Privates und öffentliches Umdenken muss stattfinden, damit es zur längst überfälligen Integration psychischer Erkrankungen in unser gesellschaftliches Selbstverständnis kommen kann. Und das bedeutet: Information, Auseinandersetzung und Aufräumen mit Vorurteilen. Menschen mit psychischen Erkrankungen verstecken sich nicht länger! Die Mutmacher zeigen ihr Gesicht, machen Mut, motivieren und inspirieren.
Mit Hilfe eines Fragebogens beschreiben Betroffene ihre Erfahrungen in Bezug auf gesellschaftliche Reaktionen auf ihre psychische Erkrankung. Gedanken dazu, welche Reaktion man sich vom Umfeld wünschen würde und was einem dabei hilft, die Krankheit zu akzeptieren, kommen ebenfalls nicht zu kurz. Außerdem wird deutlicher Fokus auf persönliche Ressourcen, Stärken und positive Charaktereigenschaften gelegt. Denn diese helfen maßgeblich dabei, mit der Erkrankung im Alltag zurecht zu kommen.
Angehörige und Professionisten kommen ebenfalls zu Wort
Den Angehörigen psychisch erkrankter Menschen kommt bei den Mutmachleuten ebenfalls eine wichtige Rolle zu. Auch sie zeigen ihr Gesicht und positionieren sich, indem sie ehrliche Worte finden, die Mut machen. Ihr persönlicher Umgang mit der Diagnose, mögliche Hilfsangebote sowie eigene Wünsche und Bedürfnisse finden hier Platz. Darüber hinaus wird auch in dieser Rubrik der Fokus auf das Positive und Wertschätzende gelegt. Ebenso werden die eigenen Ressourcen in den Blick genommen.

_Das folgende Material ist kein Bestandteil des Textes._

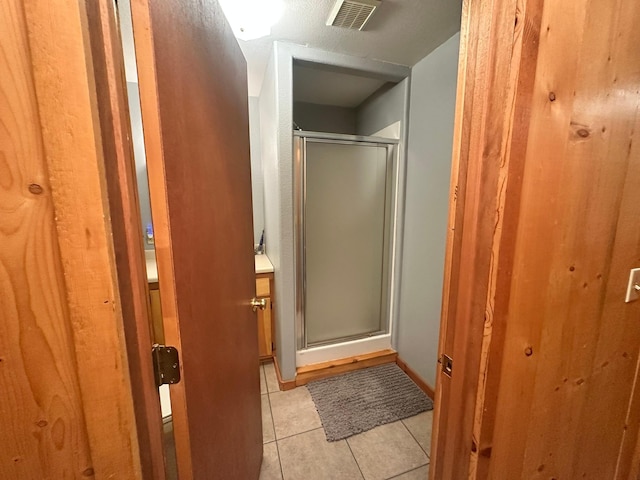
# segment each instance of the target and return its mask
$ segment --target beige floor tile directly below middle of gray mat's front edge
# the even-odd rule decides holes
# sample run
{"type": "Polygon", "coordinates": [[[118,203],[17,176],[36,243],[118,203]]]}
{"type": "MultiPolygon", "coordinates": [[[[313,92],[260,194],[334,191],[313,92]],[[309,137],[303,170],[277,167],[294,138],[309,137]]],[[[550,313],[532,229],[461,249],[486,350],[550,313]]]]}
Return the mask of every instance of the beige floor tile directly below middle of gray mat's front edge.
{"type": "Polygon", "coordinates": [[[429,462],[400,421],[355,435],[347,442],[366,480],[384,480],[429,462]]]}

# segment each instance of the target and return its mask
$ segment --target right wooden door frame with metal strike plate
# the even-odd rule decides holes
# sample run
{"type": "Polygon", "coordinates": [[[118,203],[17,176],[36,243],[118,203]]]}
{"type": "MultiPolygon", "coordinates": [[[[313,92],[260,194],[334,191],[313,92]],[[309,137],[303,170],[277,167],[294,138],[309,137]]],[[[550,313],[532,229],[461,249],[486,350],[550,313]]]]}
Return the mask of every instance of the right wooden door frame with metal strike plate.
{"type": "Polygon", "coordinates": [[[486,374],[489,365],[500,366],[502,354],[495,293],[513,250],[503,235],[514,227],[505,224],[507,184],[519,181],[518,166],[509,163],[510,140],[516,91],[528,80],[519,71],[522,8],[518,0],[462,6],[438,348],[439,359],[453,359],[453,374],[436,377],[431,479],[475,478],[491,452],[498,389],[491,380],[498,376],[486,374]]]}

Nicht zuletzt porträtiert der Verein Mutmachleute auch Experten. Diese teilen nicht nur ihren Erfahrungsschatz aus der professionellen Arbeit mit Menschen mit psychischen Erkrankungen, sie geben ebenso wertvolle Informationen in Bezug auf gesellschaftliche Vorurteile weiter. Darüber hinaus werden neben möglichen Therapieansätzen auch besondere Charaktereigenschaften Betroffener in den Blick genommen. Die Liste der eingetragenen Experten reicht von Ärzten, Psychologen oder Pädagogen bis hin zu Therapeuten verschiedener Fachrichtungen (zum Beispiel systemische Ansätze) oder Coaches. Besonders hervorzuheben sind Peer-Berater (Beratung durch Menschen, die selbst betroffen sind).

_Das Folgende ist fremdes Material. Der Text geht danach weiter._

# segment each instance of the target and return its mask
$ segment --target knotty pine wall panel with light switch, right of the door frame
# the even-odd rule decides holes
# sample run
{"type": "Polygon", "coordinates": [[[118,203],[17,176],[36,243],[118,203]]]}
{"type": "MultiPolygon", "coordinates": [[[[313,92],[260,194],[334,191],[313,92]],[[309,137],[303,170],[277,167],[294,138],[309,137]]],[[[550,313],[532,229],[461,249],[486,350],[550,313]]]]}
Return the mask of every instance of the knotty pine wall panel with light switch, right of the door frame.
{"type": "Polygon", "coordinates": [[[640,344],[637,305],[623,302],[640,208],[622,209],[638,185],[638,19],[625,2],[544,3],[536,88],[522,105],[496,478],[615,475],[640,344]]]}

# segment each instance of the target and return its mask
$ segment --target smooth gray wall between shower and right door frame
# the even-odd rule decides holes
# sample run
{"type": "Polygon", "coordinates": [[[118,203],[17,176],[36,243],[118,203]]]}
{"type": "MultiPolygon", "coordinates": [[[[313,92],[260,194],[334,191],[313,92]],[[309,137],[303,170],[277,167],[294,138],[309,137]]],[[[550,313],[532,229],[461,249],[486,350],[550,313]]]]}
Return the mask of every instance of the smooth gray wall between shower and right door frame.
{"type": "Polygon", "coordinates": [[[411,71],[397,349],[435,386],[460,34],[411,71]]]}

Berührungsängste abbauen und Hemmschwellen überwinden
Der gemeinnützige Verein Mutmachleute e.V. ist ein herausragendes Beispiel dafür, wie Entstigmatisierung funktionieren kann. Psychische Erkrankungen werden nicht nur sichtbar gemacht und so der Teufelskreis aus Vorurteilen und Versteckspiel durchbrochen, gleichzeitig werden Hemmschwellen überwunden und Berührungsängste abgebaut. Dreh- und Angelpunkt in diesem Prozess? Immer die Betroffenen selbst, denn immerhin sind sie Experten in eigener Sache und schaffen es deshalb wie niemand sonst, mit Vorurteilen aufzuräumen.
Auf Positives fokussieren
Die Mutmacher nehmen Positives in den Blick. Sie richten den Fokus auf Stärken und Perspektiven der Betroffenen. Es ist ein ressourcenorientierter Ansatz: weg von vermeintlichen Schwächen, hin zum Potential, das sich aus psychischen Erkrankungen speisen kann. Seien es etwa bemerkenswerte Charaktereigenschaften wie Empathie, Körpergefühl oder Kreativität oder die bewundernswerte Kraft, sein Leben zu meistern – nicht trotz der psychischen Erkrankung, sondern mit dieser!